A function synchronously downloads a resource from Amazon S3 using a single GetObject request. I want it to automatically retry the download if there's a network error. A wrapper function aws_retry_sync based on futures-retry takes a closure and automatically reruns it if necessary, so the new code looks like this:

pub fn s3_download<W: Write>(
    client: S3Client,
    bucket: String,
    key: String,
    out: W,
) -> io::Result<()> {
    aws_retry_sync(move || {
        let response = client.get_object(...).sync()?;
        if let Some(body) = response.body {
            body.fold(out, |mut out, bytes: Vec| -> io::Result {
                out.write_all(&bytes)?;
                Ok(out)
            })
            .wait()?;
        }
    })
}
This fails to compile for an excellent reason:
error[E0507]: cannot move out of captured variable in an `FnMut` closure
   --> aws-utils/src/lib.rs:194:23
    |
185 |     out: W,
    |     --- captured outer variable
...
194 |             body.fold(out, |mut out, bytes: Vec| -> io::Result {
    |                       ^^^ cannot move out of captured variable in an `FnMut` closure
I.e., the closure can execute more than once, but each time it executes it wants to take ownership of out. Imagine if this compiled ... then if the closure runs once and writes N bytes to out, then the network connection fails and we retry successfully, we would write those N bytes to out again followed by the rest of the data. This would be a subtle and hard to reproduce error.

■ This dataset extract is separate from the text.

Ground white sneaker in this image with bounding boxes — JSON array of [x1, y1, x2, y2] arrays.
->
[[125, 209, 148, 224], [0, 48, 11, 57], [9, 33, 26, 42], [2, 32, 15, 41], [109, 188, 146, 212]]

A retry closure should not have side effects for failed operations and should not, therefore, take ownership of out at all. Instead it should capture data to a buffer which we'll write to out if and only if the entire fetch succeeds. (For large S3 downloads you need parallel downloads of separate ranges, so that network errors only require refetching part of the object, and that approach deserves a separate implementation.)

Ownership types are for more than just memory and thread safety.